Global Warming; Stopped, Paused, or Something Else?
Without much fanfare, figures were released recently that shows global temperatures remaining flat for the past 16 years.
The world stopped getting warmer almost 16 years ago, according to new data released last week.
The figures, which have triggered debate among climate scientists, reveal that from the beginning of 1997 until August 2012, there was no discernible rise in aggregate global temperatures.
This means that the ‘plateau’ or ‘pause’ in global warming has now lasted for about the same time as the previous period when temperatures rose, 1980 to 1996. Before that, temperatures had been stable or declining for about 40 years.
Three years ago, when this trend was becoming clear, Professor Phil Jones (director of the Climate Research Unit at the University of East Anglia and who was part of the whole "Climategate" scandal which leaked e-mails among prominent climate scientists at East Anglia) said this:
Yet in 2009, when the plateau was already becoming apparent and being discussed by scientists, he told a colleague in one of the Climategate emails: ‘Bottom line: the “no upward trend” has to continue for a total of 15 years before we get worried.’

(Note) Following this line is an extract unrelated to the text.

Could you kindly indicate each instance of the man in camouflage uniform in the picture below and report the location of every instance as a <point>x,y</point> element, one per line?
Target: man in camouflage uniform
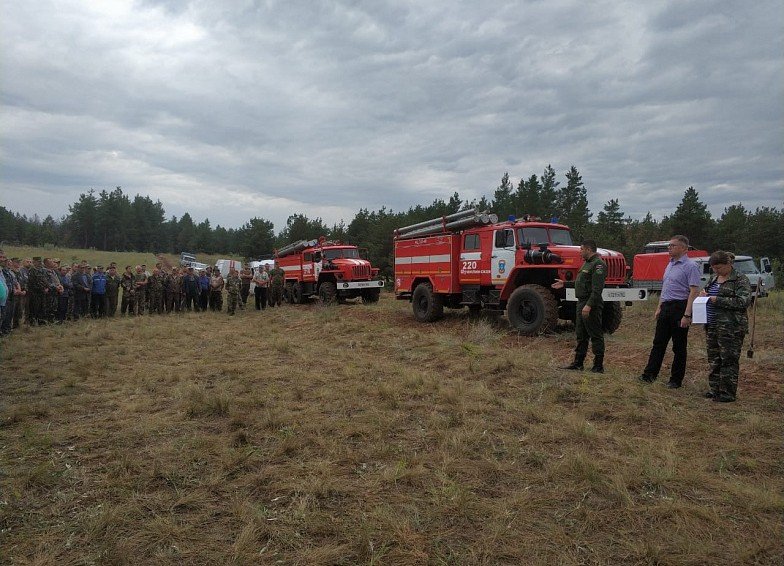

But although that point has now been passed, he said that he hadn’t changed his mind about the models’ gloomy predictions: ‘I still think that the current decade which began in 2010 will be warmer by about 0.17 degrees than the previous one, which was warmer than the Nineties.’
Only if that did not happen would he seriously begin to wonder whether something more profound might be happening. In other words, though five years ago he seemed to be saying that 15 years without warming would make him ‘worried’, that period has now become 20 years.
Keep moving those goalposts, guys.
The article is full of opinions, on all sides of the climate change issue, saying that the climate is still not fully understood. But it’s supposedly understood enough to want to create global economic upheaval in order to "fix" something that may not be broken. Fortunately, the current global economic situation has given politicians less of a stomach for huge taxes.